New York Studio School: January 2 – March 7, 2009
Entitled Instruments of Argument, John Newman’s exhibition at the New York Studio School might have been called 14 Pearls, after Richard Tuttle’s 20 Pearls, for the gem-like quality and small scale that contribute to the fragile, delicate quality shared by both artists. This is where the formal similarities between Tuttle and Newman end, however, for where Tuttle makes ephemeral work in direct discourse with its environment, Newman creates self-contained sculptures comprising discrete, miniaturized universes. His title’s logic is here clarified, for a good argument is also self-contained and, even if it is irrational, difficult to break apart.
Newman’s sculptures are, in a simple sense, about abutment. The artist seems inclined to ask himself the question: can I seamlessly intertwine dissimilar substances? His undeniable skill as a craftsman finds consistent, affirmative answers to this question by shaping all manner of material, from glazed porcelain and black Marquisate marble to blown glass and foamcore, to evoke the topology of non-Euclidean space, that is to say: fluidly curving form. Newman’s sculptures tend to spiral around themselves forming curves with no definitive start or finish.
This is about the intermingling of argument and art. Newman is partially applying the scientific method, through art, to form visual models of an idea. In the scientific method, one comes up with a hypothesis, tests it, and then forms a working theory from it.

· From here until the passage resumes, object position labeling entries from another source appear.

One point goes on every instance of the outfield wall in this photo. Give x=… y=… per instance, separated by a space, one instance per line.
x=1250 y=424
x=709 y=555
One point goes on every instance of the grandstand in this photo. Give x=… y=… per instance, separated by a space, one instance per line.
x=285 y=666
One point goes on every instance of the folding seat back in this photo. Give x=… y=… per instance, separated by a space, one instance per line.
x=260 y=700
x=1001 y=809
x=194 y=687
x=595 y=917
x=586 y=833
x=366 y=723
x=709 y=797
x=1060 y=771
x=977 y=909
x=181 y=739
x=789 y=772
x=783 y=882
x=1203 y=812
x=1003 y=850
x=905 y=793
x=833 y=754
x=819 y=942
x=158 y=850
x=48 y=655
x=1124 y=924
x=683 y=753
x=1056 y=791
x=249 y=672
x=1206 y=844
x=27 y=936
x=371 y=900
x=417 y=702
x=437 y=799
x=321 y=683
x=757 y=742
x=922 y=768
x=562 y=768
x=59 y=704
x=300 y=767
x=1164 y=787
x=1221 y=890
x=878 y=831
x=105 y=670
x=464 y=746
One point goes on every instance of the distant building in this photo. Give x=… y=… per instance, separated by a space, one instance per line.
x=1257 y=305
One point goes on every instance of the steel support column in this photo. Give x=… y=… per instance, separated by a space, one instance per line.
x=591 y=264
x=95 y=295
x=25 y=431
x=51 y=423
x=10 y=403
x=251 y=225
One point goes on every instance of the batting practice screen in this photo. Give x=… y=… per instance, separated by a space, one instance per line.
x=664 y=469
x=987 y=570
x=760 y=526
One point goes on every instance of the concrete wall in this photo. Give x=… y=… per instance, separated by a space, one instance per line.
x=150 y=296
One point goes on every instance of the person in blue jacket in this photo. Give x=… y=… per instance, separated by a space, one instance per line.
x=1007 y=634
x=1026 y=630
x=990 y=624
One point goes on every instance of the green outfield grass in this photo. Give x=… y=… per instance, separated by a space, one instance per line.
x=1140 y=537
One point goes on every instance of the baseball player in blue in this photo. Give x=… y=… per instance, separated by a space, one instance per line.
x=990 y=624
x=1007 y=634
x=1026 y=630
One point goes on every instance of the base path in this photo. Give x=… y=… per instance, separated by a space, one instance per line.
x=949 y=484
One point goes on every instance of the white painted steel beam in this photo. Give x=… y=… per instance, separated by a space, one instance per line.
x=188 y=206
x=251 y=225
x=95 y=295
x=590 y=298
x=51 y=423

The quasi-scientific question under examination in Newman’s case is: What does space outside of our universe look like?
Euclidean space limits itself to 3-dimensional, linear formulations. The Five Platonic Solids are an example. Sixteenth-century German astronomer, Johannes Kepler, came up with a model of the universe based on these solids by placing them inside one another, like Russian Matryoshka dolls, with spheres separating each solid. Now we know that space curves and cannot be modeled in a strictly rectilinear framework. One might nevertheless think of Newman’s sculptures as akin to Kepler’s model, updated for post-Euclidean space. This involves considering the 4th dimension, time, as it qualifies our sense of space. Newman selects materials, bends them into appealing forms to set off their inherent qualities and calibrates them to conjure a new paradigm for visualizing space in the universal sense. Abutment is how logical sequences are formed. These sculptures, though not logical, use abutment to compel their argument, i.e. their form.
Newman’s interests reveal a debt to his generation, one in which ambitiously conceived ideas fueled modestly scaled art. Eve Aschheim, James Biederman, Jim Clark, Linda Francis, Mel Kendrick, Steve Keister, Jim Long and Gordon Moore all come to mind as spiritual relatives of Newman’s. These artists are vastly differing in sensibility (it’s often so in a family) but they have in common a modest scale (compared to their New York School antecedents), a preoccupation with space as it is felt and as it is visualized, and an awareness of how to use curves in their work to evoke a sense of the universe’s expansion beyond the bounds of what the mind can visualize. Even Carol Dunham, another contemporary of this group, in blowing up his scatologically comic characters to a scale at which their curves begin to morph into the abstract, seems to be acknowledging the pull of post-Euclidean influences. These artists are Minimalism’s students and needed to find ways to be inventive in the face of that movement’s didactic underpinnings.
Part of Newman’s response is in his work’s scale, part is in the thoroughly hand-crafted quality of his sculptures. His conundrum is in the nature of a sculpture. Most generally speaking, a sculpture is an object in space. Time, on the other hand, is a condition of (even a prerequisite to) experience. Incorporating the 4th dimension of time in a sculpture is visually oxymoronic. Can an open-ended condition of experience be circumscribed in an object of experience? If so, it must certainly be in a non-literal way. It can only be alluded to, not illustrated. It is perhaps to this end that some of Newman’s sculptures flirt with willful absurdity.
“Open pink with signs of life” (2006) is a drama in three parts. The first is a nautical spiral constructed from a triangulated armature of what appears to be reinforced papier mâché (in many cases, it is impossible to tell precisely what comprises a particular surface due to the large number of materials Newman employs in each sculpture and the degree of transformation that he imposes on each). From the spiral issues a vaguely Persian, terraced form. Its surface appears to be covered in felt (though it is not, based on the materials list) lending it a hat-like appeal. Finally, from a puckered orifice extending upward from the “hat’s” center, spring as three frond-like leaves, plausible enough to elicit close scrutiny.
There is logic to the idea of a nautical spiral giving birth to a leaf. The spiral, after all, is found throughout nature. But there is something visually nonsensical (in the best sense) of seeing plants sprout from abstraction. Particularly when the abstraction is a small sculpture, by sculptural standards, and the plant is normally sized, by plant standards. Here Newman is pushing his question of what can and cannot be considered contextually coherent a little further while intelligently distilling the paradox of his sculpture.